EpCAM-conjugated magnetic beads for the selective separation of glioma cells from healthy brain cells using microfluidics

Project Title: EpCAM-conjugated magnetic beads for the selective separation of glioma cells from healthy brain cells using microfluidics

Project Duration: May 22 – July 28, 2017 (10 weeks), 40 hours per week.

Project Mentors  –

  •       Primary Faculty Mentor (Name, Affiliation, website and Email/Phone): Lohitash Karumbaiah, UGA, http://www.karumbaiahlab.org/, lohitash@uga.edu, 706-542-2017
  •       Secondary Faculty Mentor (Name, Affiliation, website and Email/Phone): Leidong Mao, UGA, http://magnet.engr.uga.edu, mao@uga.edu, 706-542-1871
  •       Graduate Student/PostDoc mentors (Name, Affiliation and Email/Phone): Meghan Logun, UGA (Karumbaiah Lab), meglog@uga.edu, 4044093691

Project Description: Grade IV astrocytomas known as glioblastoma multiforme (GBM) are the most aggressive primary brain tumors, with a median survival rate of 15 months after diagnosis. Current methodologies for diagnosis include time-consuming histopathological reviews of biopsied brain tumor tissue to determine malignancy, which can delay early diagnosis and treatment. We propose to use microfluidics in combination with labeled magnetic beads to separate invasive glioma cells from other healthy neural tissue within a few hours. A strategy that combines rapid cell sorting with subsequent cell culture of a pure population of the patient’s glioma cells could not only speed up time to diagnosis, but also enhance personalized treatment. We hypothesize that incubating magnetic beads labeled with anti-epithelial cell adhesion molecule (epCAM) antibody will allow for the selective separation of glioma cells from other neural tissue cell types from co-culture, as judged by recent evidence that glioma cells have significant upregulation of epCAM compared to healthy cell types. In order to test the hypothesis, we will evaluate the binding of anti-epCAM-labeled magnetic beads to F98 rat glioma cells compared to primary rat astrocytes, then attempt cell separation using a magnetic microfluidics device whereby the glioma cells containing anti-epCAM magnetic beads will be pulled out of the remaining cell suspension into outlets where they can be then put back into cell culture as a pure population. If successful, this platform could be used to increase the speed of screening and diagnosis of invasive GBM.

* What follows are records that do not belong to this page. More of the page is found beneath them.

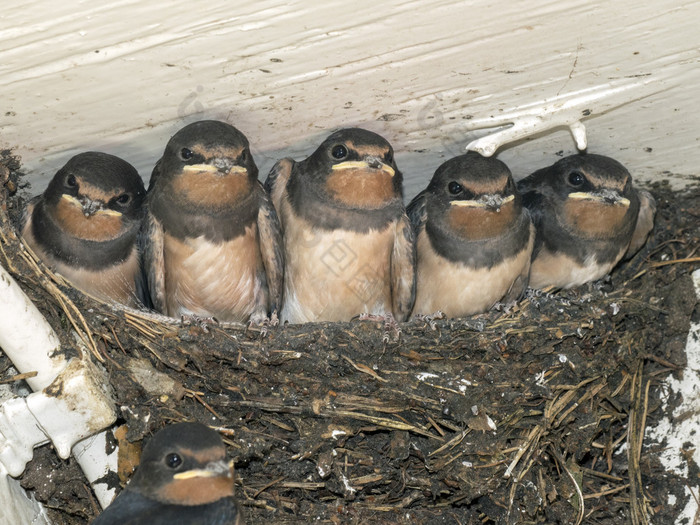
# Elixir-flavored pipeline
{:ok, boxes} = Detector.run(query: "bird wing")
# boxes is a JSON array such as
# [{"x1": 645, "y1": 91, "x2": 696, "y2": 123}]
[
  {"x1": 624, "y1": 190, "x2": 656, "y2": 259},
  {"x1": 391, "y1": 213, "x2": 416, "y2": 321},
  {"x1": 406, "y1": 190, "x2": 428, "y2": 233},
  {"x1": 502, "y1": 219, "x2": 535, "y2": 304},
  {"x1": 258, "y1": 183, "x2": 284, "y2": 314},
  {"x1": 265, "y1": 158, "x2": 295, "y2": 219},
  {"x1": 139, "y1": 210, "x2": 166, "y2": 313}
]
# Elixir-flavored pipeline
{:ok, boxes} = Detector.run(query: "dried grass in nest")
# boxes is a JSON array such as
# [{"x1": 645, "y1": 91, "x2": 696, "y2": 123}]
[{"x1": 0, "y1": 148, "x2": 700, "y2": 524}]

REU Student Role and Responsibility: The REU student will learn cell culture skills for multiple cell types, as well as the fabrication and application of microfluidics platforms to carry out experiments contributing to this project. The student will gain insight and experience in working with cancer, as well as participation with translational research.

Expected Outcome for REU student: We expect the student’s hard work to contribute to a journal publication and conference poster presentations for the lab group members involved in the project. The student will be given credit in the form of a co-authorship on any and all publications that reference the research done by the student on this project.